Unidentified Analyst, Analyst
And then in the last call, you discussed scrutinizing all expenses with an expected G&A expense of $215 million for the year. Has anything changed in that outlook? And how should we view these savings, and how much is expected to be structural as we head into 2026?
Michael Spanos, CEO
We don’t anticipate any change to that $215 million G&A number.
Operator, Operator
The next question comes from Teddy Farley with Goldman Sachs.
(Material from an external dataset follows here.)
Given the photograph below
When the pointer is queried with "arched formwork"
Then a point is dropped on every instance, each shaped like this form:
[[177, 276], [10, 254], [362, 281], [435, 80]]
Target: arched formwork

Unidentified Analyst, Analyst
I was curious if you could give some detail on how Outback is performing in various regions of the country. You previously mentioned some weakness across the South. Are you still seeing that, and what, if anything, you're doing to position the brand better in those markets?
Michael Spanos, CEO
No. In Q2, we didn’t see any outliers; the performance was consistent across all geographies.
Operator, Operator
This concludes our question-and-answer session. I would like to turn the conference back over to Mike Spanos for any closing remarks.
Michael Spanos, CEO
Thank you once again for your investment and support of Lumen Brands. I want to close by thanking our people for their passion, resilience, and commitment to excellence. Thank you.
Operator, Operator
The conference has now concluded. Thank you for attending today's presentation. You may now disconnect.